Sol Parti olarak defalarca ver.di sendikasinin bu grevini destekledigimizi ifade ettik. Hak arama mücadelesi verenlerin yaninda olmaya bundan sonra da devam edecegiz.

6. Son olarak Almanya’nın ekonomik gidişini ve işyerlerinin Başka ülkelere gitmesini nasıl değerlendiriyorsunuz ?

Ilk basta Almanya’nin ekonomik durumunun iddia edildigi gibi kötü olmadigini vurgulamak istiyorum. Bu ülke yillardir ihracatta dünya birinciligini kimseye kaptirmiyor. Borsadaki 30 büyük sirketin karlari, son iki yilda iki kat artmis. Yapilan hesaplamalar, birikimlerin tutarinin 4.000 milyar euroyu buldugunu gösteriyor. Ancak bu servetin yarisi, nüfusun yüzde birinin elinde. Yani bugün asil sorun, servetin adil bir sekilde dagitilmamasi. Zenginle yoksul arasindaki ucurum giderek derinlesiyor. Servet sahiplerinin ödedigi vergiye yüzde bes oraninda zam yapilsa, devletin vergi geliri yilda yüz milyar euro artacak.

Ama hepimizin bildigi gibi bu yol izlenmiyor. Tersine sosyal harcamalar, egitim, saglik gibi alanlarda yatirimlar kisitlaniyor, dargelirlinin cebindeki son kurusu da alinmak isteniyor.
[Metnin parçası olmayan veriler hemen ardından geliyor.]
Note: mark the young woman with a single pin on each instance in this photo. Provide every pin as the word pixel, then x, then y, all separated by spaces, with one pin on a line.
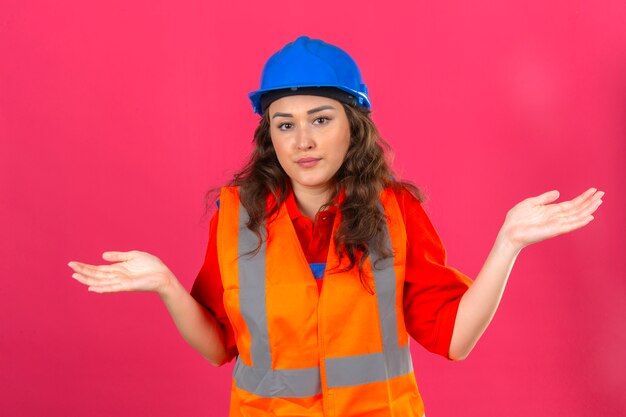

Fabrikalarin ucuz isgücünün bulundugu baska ülkelere tasinmasi da ayni durumun ifadesi. Fabrikasinin kapisina kilit vuran, iscisini sokaga atip karlarini borsada spekülasyon icin harcayan isletme sahipleri, bunun karsiliginda bir de vegi kolayliklariyla ödüllendiriliyorlar. Bütün bu uygulamalara karsi cikmak gerekiyor. Sosyal adaletin saglandigi, alinteri dökenlerin emeklerinin karsiligini aldigi bir düzen icin caba sarfetmek gerekiyor.